Christmas with Elvis Costello: Killing, cold, and a great catalog
By MARK GUARINO | Chicago Sun-Times
Dec 22, 2010 02:36AM
Christmas with Elvis Costello evidently does not include chestnuts roasting, sleigh bells ringing or children singing while dressed as Eskimos. Monday night at the Chicago Theatre, he paid homage to the season but in a way more expected from this acerbic rocker: a song about poisoning the family clan over the Christmas ham and another that imagines winter winds as tentacles coming to get you.
The holiday concert was in part an annual promotion for WXRT-FM (93.1) and also a chance for Costello to perform alone, armed with only his charisma and songbook. Both go far.
The single acoustic guitar in Costello’s hands wasn’t the only instrument in the room. The barest of settings illuminated just how potent his voice is, either reaching a high falsetto on songs like “Either Side of the Same Town,” or commanding a hushed authority on “I Hope,” a song from “National Ransom,” a new album. On the former, as well as “A Slow Drag With Josephine,” another new song, he strolled away from the microphone and sang without amplification. To his credit, the entire theater grew quiet and his voice carried all 3,600 seats.
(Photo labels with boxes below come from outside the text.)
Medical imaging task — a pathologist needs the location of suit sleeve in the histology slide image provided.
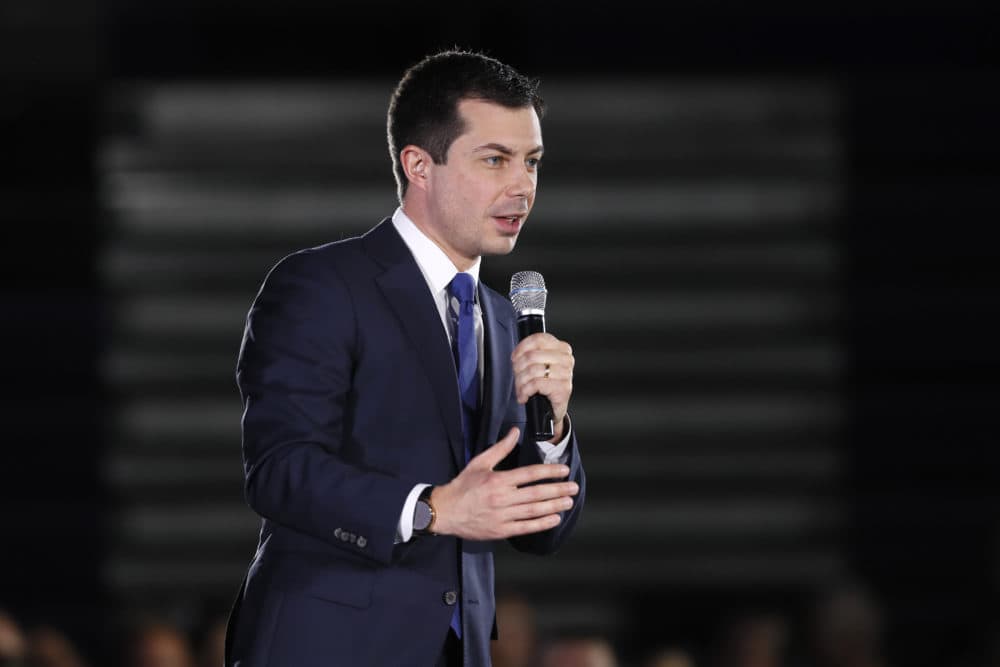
[501,404,587,555]
[236,253,418,563]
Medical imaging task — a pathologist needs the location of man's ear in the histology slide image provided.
[399,145,432,189]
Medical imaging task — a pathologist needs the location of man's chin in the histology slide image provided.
[483,234,517,255]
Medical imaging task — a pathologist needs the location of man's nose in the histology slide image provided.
[507,167,536,199]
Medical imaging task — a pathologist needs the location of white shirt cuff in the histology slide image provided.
[536,415,573,464]
[393,484,431,544]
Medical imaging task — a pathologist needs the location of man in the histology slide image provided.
[226,51,585,667]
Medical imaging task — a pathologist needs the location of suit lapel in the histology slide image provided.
[365,219,465,470]
[473,284,514,455]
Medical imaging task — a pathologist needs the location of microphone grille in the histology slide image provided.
[510,271,548,313]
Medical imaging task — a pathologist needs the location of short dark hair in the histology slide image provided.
[387,50,545,202]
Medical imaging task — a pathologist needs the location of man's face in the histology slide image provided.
[425,100,542,269]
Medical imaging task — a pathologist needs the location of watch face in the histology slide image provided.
[413,500,431,530]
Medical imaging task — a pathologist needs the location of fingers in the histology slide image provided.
[511,334,576,408]
[503,514,562,537]
[504,496,573,521]
[510,334,576,377]
[496,463,569,486]
[469,426,524,474]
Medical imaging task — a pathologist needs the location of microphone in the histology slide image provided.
[510,271,555,440]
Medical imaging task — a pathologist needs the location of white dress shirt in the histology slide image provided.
[392,207,570,543]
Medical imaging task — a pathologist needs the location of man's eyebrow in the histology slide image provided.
[472,144,545,155]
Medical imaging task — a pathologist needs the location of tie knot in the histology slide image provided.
[448,273,476,303]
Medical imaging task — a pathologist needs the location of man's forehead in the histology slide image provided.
[458,99,542,151]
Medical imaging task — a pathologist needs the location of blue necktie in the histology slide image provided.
[448,273,479,639]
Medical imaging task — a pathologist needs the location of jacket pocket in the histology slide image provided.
[273,551,376,609]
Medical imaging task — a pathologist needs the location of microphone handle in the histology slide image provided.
[517,314,555,440]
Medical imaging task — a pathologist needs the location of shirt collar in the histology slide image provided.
[392,206,482,294]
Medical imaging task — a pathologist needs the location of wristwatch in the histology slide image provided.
[413,486,434,535]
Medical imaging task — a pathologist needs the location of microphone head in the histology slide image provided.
[510,271,548,315]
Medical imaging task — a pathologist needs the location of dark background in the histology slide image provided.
[0,0,1000,665]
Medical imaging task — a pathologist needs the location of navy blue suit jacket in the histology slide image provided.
[226,220,585,667]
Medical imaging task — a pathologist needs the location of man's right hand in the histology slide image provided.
[430,427,580,540]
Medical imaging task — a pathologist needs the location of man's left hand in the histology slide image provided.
[511,333,576,442]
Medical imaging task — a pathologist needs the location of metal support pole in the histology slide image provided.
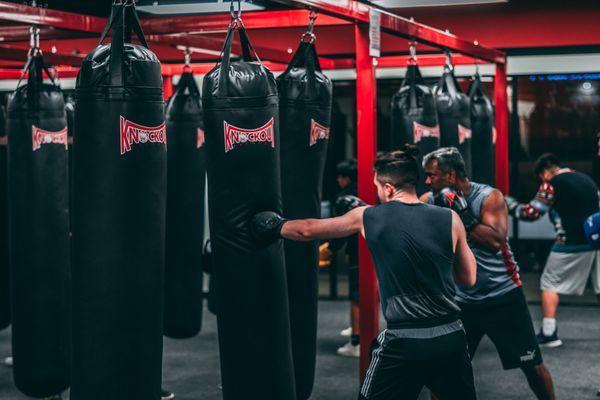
[494,64,509,194]
[354,24,379,382]
[163,75,173,101]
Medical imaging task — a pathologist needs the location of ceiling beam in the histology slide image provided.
[274,0,506,64]
[0,45,84,67]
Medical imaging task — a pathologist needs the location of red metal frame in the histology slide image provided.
[354,24,379,382]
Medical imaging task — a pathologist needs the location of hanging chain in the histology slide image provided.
[300,10,317,43]
[29,25,42,57]
[229,0,244,29]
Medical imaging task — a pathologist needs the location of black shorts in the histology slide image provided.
[358,329,476,400]
[458,288,543,369]
[348,265,359,301]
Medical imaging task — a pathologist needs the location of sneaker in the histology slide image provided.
[337,342,360,358]
[537,329,562,348]
[340,326,352,337]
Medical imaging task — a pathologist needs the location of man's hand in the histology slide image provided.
[433,188,479,231]
[334,195,367,217]
[250,211,286,246]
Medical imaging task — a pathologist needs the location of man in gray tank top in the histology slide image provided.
[421,147,555,400]
[251,146,476,400]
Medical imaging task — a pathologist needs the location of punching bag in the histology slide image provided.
[8,53,71,398]
[71,2,167,400]
[468,74,496,186]
[434,65,471,177]
[391,64,440,195]
[0,105,10,331]
[164,72,206,339]
[202,21,296,400]
[277,40,331,400]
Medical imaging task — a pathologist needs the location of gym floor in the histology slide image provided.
[0,300,600,400]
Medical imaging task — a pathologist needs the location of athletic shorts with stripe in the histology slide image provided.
[358,321,476,400]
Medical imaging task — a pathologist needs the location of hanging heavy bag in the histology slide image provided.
[277,36,331,400]
[164,72,206,339]
[468,74,496,186]
[8,52,71,398]
[202,21,296,400]
[71,2,167,400]
[391,64,440,194]
[0,105,10,331]
[434,65,471,177]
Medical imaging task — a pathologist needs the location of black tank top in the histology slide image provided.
[363,201,460,328]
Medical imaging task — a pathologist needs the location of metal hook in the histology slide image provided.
[300,10,318,43]
[229,0,243,29]
[408,40,417,65]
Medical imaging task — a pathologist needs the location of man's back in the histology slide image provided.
[548,170,598,245]
[363,201,459,327]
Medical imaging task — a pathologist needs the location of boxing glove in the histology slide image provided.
[250,211,286,246]
[434,188,479,231]
[334,195,367,217]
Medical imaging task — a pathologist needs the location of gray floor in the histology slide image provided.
[0,301,600,400]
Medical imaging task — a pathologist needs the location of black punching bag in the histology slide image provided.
[468,74,496,186]
[71,2,167,400]
[202,22,296,400]
[277,41,331,400]
[164,72,206,339]
[0,105,10,331]
[434,65,471,177]
[8,53,71,398]
[391,64,440,194]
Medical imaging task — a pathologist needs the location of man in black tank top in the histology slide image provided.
[251,146,476,400]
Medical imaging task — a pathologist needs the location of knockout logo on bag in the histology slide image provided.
[121,115,167,155]
[458,124,471,144]
[223,118,275,153]
[413,121,440,144]
[196,128,204,149]
[31,125,68,151]
[308,118,329,146]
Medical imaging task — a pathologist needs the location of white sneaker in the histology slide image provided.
[340,326,352,337]
[337,342,360,358]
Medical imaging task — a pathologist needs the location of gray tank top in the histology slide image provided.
[428,182,521,303]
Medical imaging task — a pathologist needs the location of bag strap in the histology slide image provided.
[98,0,148,86]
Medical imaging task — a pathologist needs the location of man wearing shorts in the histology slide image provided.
[422,147,554,400]
[507,154,600,347]
[251,147,475,400]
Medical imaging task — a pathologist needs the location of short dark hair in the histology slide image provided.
[373,144,419,190]
[335,158,357,182]
[533,153,560,175]
[423,147,467,178]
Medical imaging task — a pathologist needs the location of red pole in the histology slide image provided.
[354,24,379,382]
[163,75,173,101]
[494,64,509,194]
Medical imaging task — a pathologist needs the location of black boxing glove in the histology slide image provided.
[334,195,367,217]
[250,211,286,246]
[504,196,519,217]
[433,188,479,231]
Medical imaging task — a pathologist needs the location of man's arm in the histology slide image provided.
[470,190,508,251]
[452,211,477,287]
[281,206,367,242]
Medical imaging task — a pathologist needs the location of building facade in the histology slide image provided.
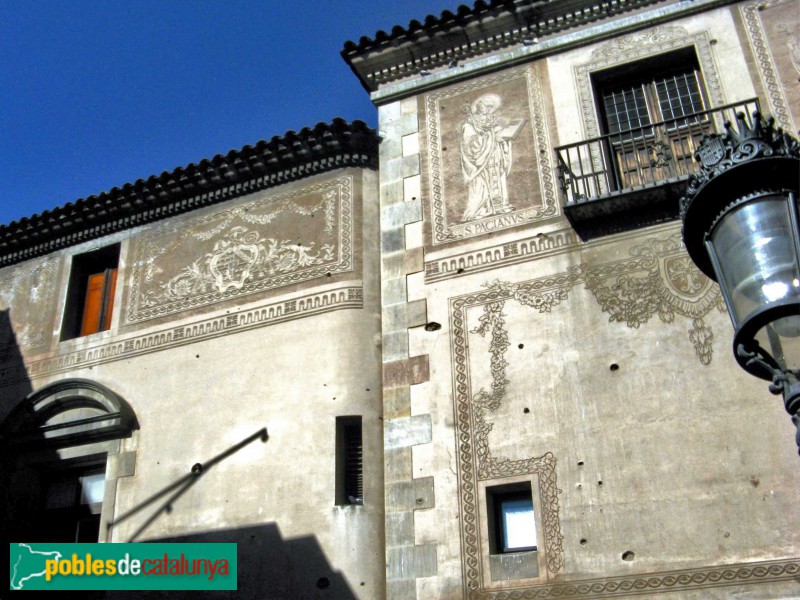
[0,0,800,599]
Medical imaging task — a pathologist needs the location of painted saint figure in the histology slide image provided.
[461,94,525,221]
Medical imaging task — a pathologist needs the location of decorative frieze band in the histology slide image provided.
[425,228,580,283]
[0,287,364,386]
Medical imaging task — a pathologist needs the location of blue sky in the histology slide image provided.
[0,0,444,224]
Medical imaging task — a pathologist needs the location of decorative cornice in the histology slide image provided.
[341,0,658,92]
[0,119,379,267]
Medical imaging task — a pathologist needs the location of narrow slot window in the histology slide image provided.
[336,416,364,505]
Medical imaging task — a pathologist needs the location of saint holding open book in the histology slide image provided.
[461,94,525,221]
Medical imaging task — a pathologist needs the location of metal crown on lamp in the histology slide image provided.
[680,113,800,451]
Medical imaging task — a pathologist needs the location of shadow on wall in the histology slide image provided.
[0,310,33,423]
[105,523,360,600]
[0,310,35,571]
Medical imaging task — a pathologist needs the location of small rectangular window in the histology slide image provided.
[61,244,119,340]
[336,416,364,505]
[486,482,537,554]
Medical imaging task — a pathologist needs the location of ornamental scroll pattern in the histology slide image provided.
[582,233,725,365]
[127,177,353,323]
[574,25,725,139]
[450,268,581,597]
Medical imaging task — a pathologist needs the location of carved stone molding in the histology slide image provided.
[739,0,800,131]
[126,177,353,323]
[450,269,580,595]
[420,65,559,246]
[574,25,725,139]
[0,287,364,387]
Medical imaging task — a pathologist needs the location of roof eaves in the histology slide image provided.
[0,119,379,267]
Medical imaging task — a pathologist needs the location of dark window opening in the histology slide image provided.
[61,244,119,340]
[31,463,105,543]
[486,481,537,554]
[336,416,364,505]
[592,48,706,134]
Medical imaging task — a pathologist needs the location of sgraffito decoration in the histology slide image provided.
[127,178,353,323]
[421,66,558,245]
[582,234,725,365]
[450,268,580,597]
[450,231,736,599]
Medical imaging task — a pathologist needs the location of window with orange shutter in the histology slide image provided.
[61,244,119,340]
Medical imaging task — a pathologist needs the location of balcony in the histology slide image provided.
[556,98,760,241]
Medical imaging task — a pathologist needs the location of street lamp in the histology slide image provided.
[680,113,800,451]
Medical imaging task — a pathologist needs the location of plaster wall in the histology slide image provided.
[379,7,800,598]
[0,169,385,599]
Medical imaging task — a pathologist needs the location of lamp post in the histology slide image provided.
[680,113,800,452]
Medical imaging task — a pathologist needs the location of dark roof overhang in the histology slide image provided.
[0,119,379,267]
[341,0,660,92]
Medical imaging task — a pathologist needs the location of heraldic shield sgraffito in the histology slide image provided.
[127,178,353,323]
[423,67,558,244]
[583,234,725,365]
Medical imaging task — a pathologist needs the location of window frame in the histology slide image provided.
[61,243,121,341]
[486,481,539,555]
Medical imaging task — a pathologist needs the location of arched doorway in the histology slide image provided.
[0,379,139,542]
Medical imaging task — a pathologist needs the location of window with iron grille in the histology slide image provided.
[336,416,364,505]
[592,48,706,134]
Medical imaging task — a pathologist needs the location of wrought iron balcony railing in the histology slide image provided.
[556,98,759,203]
[556,98,760,239]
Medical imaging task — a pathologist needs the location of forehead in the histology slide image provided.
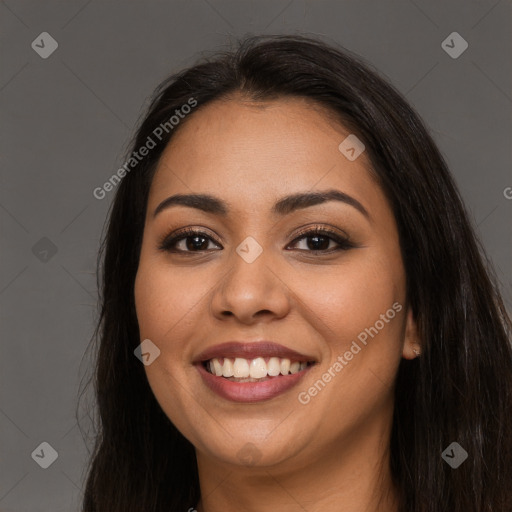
[149,98,383,218]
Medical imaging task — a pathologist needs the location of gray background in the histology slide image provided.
[0,0,512,512]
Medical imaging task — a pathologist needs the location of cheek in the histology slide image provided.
[134,259,208,343]
[295,254,404,350]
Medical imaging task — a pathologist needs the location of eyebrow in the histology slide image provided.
[153,189,370,219]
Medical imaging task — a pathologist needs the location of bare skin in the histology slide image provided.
[135,97,420,512]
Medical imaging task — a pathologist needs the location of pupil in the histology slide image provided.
[308,235,329,251]
[187,236,208,251]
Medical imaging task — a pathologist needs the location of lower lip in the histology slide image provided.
[196,363,312,402]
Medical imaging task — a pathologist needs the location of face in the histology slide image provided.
[135,98,414,467]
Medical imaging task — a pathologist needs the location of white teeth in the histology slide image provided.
[290,361,300,373]
[222,357,235,377]
[267,357,280,377]
[206,357,308,380]
[233,357,249,378]
[281,359,291,375]
[249,357,267,379]
[212,359,222,377]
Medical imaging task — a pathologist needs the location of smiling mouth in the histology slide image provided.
[201,357,315,382]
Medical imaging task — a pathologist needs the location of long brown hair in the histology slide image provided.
[83,36,512,512]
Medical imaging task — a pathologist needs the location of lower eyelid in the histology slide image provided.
[159,230,354,254]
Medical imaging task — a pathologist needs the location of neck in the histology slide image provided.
[197,410,398,512]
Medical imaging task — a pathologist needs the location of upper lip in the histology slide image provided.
[193,340,315,363]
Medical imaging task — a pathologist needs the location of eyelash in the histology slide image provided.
[158,226,356,254]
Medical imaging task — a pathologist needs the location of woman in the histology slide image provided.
[83,36,512,512]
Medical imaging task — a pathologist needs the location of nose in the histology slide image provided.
[207,244,290,324]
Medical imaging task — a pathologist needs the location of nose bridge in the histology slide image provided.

Songs mixed together casually. “New Amsterdam” turned into a tribute to John Lennon’s melancholia, including passages of “You’ve Got to Hide Your Love Away” and “I’m a Loser.” “Radio Sweetheart” blended into Van Morrison’s “Jackie Wilson Said,” and “So Like Candy” became “Don’t Let Me Be Misunderstood” by the Animals. Even “Allison,” saved for near the end, borrowed elements from musicals, “Over the Rainbow” and “Somewhere.”
The familiar became less so through versions that strayed from their originals. On “Watching the Detectives,” Costello created digitized loops from his electric guitar, resulting in layers of sound that in the end wasn’t successful but pried the audience away from expectations. More satisfying were “Beyond Belief,” its dizzying flow of words sounding particularly neurotic, and “God’s Comic,” from the days Costello used to write song portraits inked with deadly black humor.
Then there were those Christmas songs. On “St. Stephen’s Day Murders,” a song he co-wrote with Paddy Moloney of the Chieftains, Costello imagined a deadly family dinner the day after Christmas.
But the greatest contribution to the holiday canon may be “Winter Song,” a song Costello introduced from the late British folk-rock songwriter Alan Hull. The song turns the season on its head, connecting the menace of the winter gales to the personal cold front taking place on city sidewalks each day.
“Do you spare a thought for the homeless tramp who wishes he was dead / Or do you pull the bedclothes higher, dream of summertime instead?” Costello sang quietly, while sitting. With each verse, “Winter comes howling in.”
Then, just a half hour later, exiting into State St. as the first snow of an evening storm fell, it did for real.